Maurits was born in a family with eleven children. Of them three were killed in the Shoah: he self, his little brother Hartog and sister Sibilla. Of the other children is known that they have died at a young age ór they might have survived the war. Due to the divorce of his parents, Hartog and Sibilla lived with their mother Duifje van der Sluis in Den Haag; Maurits lived at various addresses in Rotterdam but per 22 March 1938 he was registered at the address Goudsestraat 31b in Rotterdam, where he lived in.

Presumably in 1941, Maurits van Dam married Caroline Caneel, a daughter of Betje Caneel and an unknown father. Caroline was previously married to Philippus Hartog but from him divorced in 1940. She had two sons; of Marius born in 1936 nothing is known but her son Herman, born in August 1940, stayed with her and became a member of the Maurits van Dam family where in September 1942 still a daughter Betje Jeanette was born.

Maurits and his family lived in the Dirk Smitsstraat 50 in Rotterdam till the moment they were all sent to Camp Westerbork. There they were registered on 10 April 1943 and Maurits with his stepson Herman Hartog stayed in barack 73; Caroline and presumably also Betje Jeanette in barack 57. On 14 September they were all deported to Auschwitz, where Caroline, Herman Hartog and Betje Jeanette were killed immediately upon arrival there on 17 Septembe 1943.

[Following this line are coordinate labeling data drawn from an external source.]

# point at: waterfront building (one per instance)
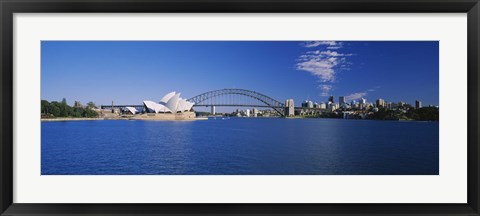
(170, 103)
(353, 103)
(307, 104)
(380, 103)
(418, 104)
(310, 104)
(289, 108)
(342, 100)
(213, 110)
(255, 112)
(322, 105)
(330, 99)
(132, 110)
(363, 101)
(77, 104)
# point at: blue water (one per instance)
(240, 146)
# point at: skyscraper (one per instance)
(363, 101)
(289, 108)
(418, 104)
(380, 103)
(330, 99)
(341, 100)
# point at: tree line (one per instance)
(62, 109)
(421, 114)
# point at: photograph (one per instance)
(218, 107)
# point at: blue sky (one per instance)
(129, 72)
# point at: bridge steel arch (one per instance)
(264, 99)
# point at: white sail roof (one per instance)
(132, 110)
(181, 105)
(172, 103)
(161, 108)
(189, 106)
(150, 105)
(167, 97)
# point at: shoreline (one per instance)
(96, 119)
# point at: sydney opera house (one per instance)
(170, 107)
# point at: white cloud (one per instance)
(323, 62)
(356, 96)
(325, 90)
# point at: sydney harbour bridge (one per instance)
(228, 98)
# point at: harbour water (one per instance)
(240, 146)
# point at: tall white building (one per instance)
(289, 108)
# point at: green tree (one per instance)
(91, 105)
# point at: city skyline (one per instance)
(130, 72)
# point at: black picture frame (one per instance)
(9, 7)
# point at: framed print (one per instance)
(247, 108)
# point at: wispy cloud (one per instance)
(355, 96)
(327, 44)
(325, 90)
(358, 95)
(323, 62)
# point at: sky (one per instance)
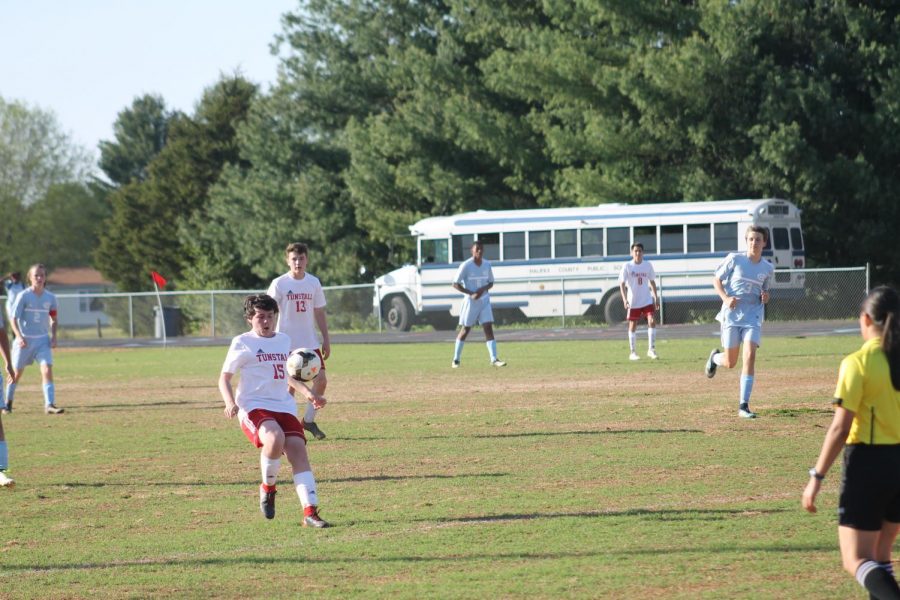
(87, 60)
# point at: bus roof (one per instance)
(532, 218)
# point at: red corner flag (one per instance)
(158, 279)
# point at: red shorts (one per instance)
(635, 314)
(290, 425)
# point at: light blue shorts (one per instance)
(475, 312)
(733, 335)
(38, 349)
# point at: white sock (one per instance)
(306, 488)
(269, 468)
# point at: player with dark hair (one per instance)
(34, 323)
(742, 282)
(265, 408)
(866, 425)
(5, 479)
(637, 284)
(301, 301)
(474, 278)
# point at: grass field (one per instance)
(571, 473)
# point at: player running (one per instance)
(742, 282)
(641, 299)
(301, 304)
(34, 325)
(266, 409)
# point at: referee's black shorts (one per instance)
(870, 486)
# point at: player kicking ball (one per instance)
(742, 282)
(265, 407)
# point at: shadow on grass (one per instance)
(254, 483)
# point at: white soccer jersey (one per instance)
(297, 299)
(263, 379)
(32, 312)
(637, 279)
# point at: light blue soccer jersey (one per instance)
(32, 312)
(746, 281)
(471, 276)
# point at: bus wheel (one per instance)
(614, 310)
(399, 313)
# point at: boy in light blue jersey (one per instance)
(742, 282)
(34, 325)
(474, 278)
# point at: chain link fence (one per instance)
(796, 295)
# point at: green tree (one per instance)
(140, 134)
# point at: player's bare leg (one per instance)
(457, 349)
(304, 482)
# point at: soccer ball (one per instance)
(303, 364)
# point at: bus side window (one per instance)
(647, 236)
(725, 237)
(462, 247)
(591, 242)
(618, 241)
(434, 251)
(796, 238)
(698, 238)
(671, 239)
(514, 246)
(781, 239)
(565, 243)
(538, 244)
(491, 243)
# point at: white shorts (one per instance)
(38, 349)
(733, 335)
(475, 312)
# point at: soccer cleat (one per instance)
(311, 518)
(745, 413)
(314, 429)
(267, 502)
(711, 364)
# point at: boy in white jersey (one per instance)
(265, 407)
(474, 278)
(742, 282)
(301, 304)
(34, 325)
(640, 299)
(5, 479)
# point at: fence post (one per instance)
(378, 307)
(662, 310)
(562, 287)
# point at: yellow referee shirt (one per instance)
(864, 388)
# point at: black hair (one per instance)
(259, 301)
(883, 307)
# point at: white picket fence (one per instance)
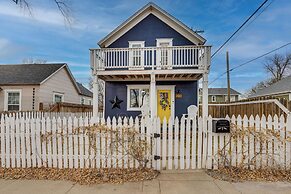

According data from the registration card of the Jewish Council, Maurits van Dam was selected to do hard labor in Monowitz/Buna. On 30 Novemer he was sent from there to Birkenau where he was killed the next day, on 1 December 1943.

City Archive of Rotterdam, family registration cards of Levie van Dam, Maurits van Dam and Caroline Caneel; the file cabinet of the Jewish Council, registration cards of Maurits van Dam, Caroline van Dam-Caneel, Herman Hartog and Betje Jeanette van Dam.